There is always a weekly dramatization of children’s own stories with a similar method used in every child story, such as Good listening, kindness, turn-taking, good acting opportunities to invent and practise individual scenes in the story, rehearsal of settings and events in the story, visual reminders about the structure of effective stories, final feedback to an observing teddy bear or other soft toy
Dictating next week’s story by a child to an LSA or the Theatre practitioners
A very good example of this practise is a scenario explained from figure 1, where: Children blow up an imaginary bubble, climb into it, clean it off inside so they can see out, float off into the sky and look down and say what they can see. This shows the extent of how communication can be passed in so many way, communication does not only derive from the speech and language used, it is effective when the person you are trying to pass an information to is able to process the information passed.
It can then be related that speech bubble programme further achieved its aim in success with the evidenced reported in accordance to the support from the Southwark local authority and furthermore the invitations from schools in the northern (Enfield), southern(Greenwich) and eastern (hackney) part of London and Manchester and Rochdale. Repeat requests come from about 80% of participating schools because of significantly improved outcomes for referred children in their school-based assessments.
London bubbles keeps data records on termly basis concerning the outcomes of speech bubbles, it authorised several reports to supervise the progress.
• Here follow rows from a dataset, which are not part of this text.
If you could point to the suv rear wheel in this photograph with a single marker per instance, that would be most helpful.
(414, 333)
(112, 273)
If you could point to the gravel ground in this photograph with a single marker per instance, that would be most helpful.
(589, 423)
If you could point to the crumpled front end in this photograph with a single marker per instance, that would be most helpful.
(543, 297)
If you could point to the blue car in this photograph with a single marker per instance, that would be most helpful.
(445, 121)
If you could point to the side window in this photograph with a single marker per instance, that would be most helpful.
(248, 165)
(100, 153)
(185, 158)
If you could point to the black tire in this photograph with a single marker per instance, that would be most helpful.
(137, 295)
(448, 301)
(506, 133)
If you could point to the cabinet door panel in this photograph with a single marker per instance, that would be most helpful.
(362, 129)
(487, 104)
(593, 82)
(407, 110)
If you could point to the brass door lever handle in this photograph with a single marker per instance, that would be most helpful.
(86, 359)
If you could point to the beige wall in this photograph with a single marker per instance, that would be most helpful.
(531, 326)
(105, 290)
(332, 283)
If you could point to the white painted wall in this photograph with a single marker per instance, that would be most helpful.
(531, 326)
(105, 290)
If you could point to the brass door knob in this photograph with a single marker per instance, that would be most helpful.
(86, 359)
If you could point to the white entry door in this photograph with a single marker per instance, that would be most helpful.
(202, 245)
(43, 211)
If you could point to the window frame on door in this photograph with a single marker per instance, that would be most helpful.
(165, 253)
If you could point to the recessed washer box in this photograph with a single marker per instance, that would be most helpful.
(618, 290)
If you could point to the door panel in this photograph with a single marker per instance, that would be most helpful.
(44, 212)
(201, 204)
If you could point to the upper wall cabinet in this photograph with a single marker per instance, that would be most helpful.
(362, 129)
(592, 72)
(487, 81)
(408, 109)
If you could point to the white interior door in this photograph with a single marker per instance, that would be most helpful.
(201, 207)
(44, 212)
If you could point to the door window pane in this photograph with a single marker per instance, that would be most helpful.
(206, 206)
According to a proto-speech bubble programme called Speak Out, it was described by a Lewisham speech therapist as: making a statistically significant impact on children’s sentence comprehension, naming of vocabulary, narrative, propositions, and narrative syntax and discourse.
The following are the cause of concerns according to the evidence from the information collected that children who are referred to speech bubbles show some of this behaviour
• low confidence in communicating
• a language delays
• difficulty in organising thoughts and communicating them
• poor listening and poor attention skills
• poor relationships with others.
The practise of speech bubble has gone far and wide within the public through theatre and drama education in the community, it has been embraced positively for example, the National Drama Conference 2011, Worlds Together international arts conference at Tate Modern 2012, the London Drama Conference 2013, and STEPS, Drama in Education conference in 2014. Speech bubble training has reached 20 experienced theatre practitioners and many other professionals involved in education. The speech bubble video has been downloaded over 1,000 times in the past two years and its transferability and appropriateness recognised by theatre practitioners and funders across the country.
Through speech bubbles there has been togetherness amongst children, teachers, parents, practitioners, therapists, it has shown significance improvement in the wellbeing of those referred and has shown awareness to those who are ignorant of the facts that they need to voice out and seek help before it gets worse in the future.
It could be argued that speech, language and communication could be detected earlier before the age of six and seven, but I believe that with the awareness created it wouldn’t go past most people because it’s getting attention across important places, especially schools.
Barnes, J. (2015) Speech bubbles: an evaluation of the 2013-14 extended programme funded by the Shine Trust. Project Report. Canterbury: Canterbury Christ Church University.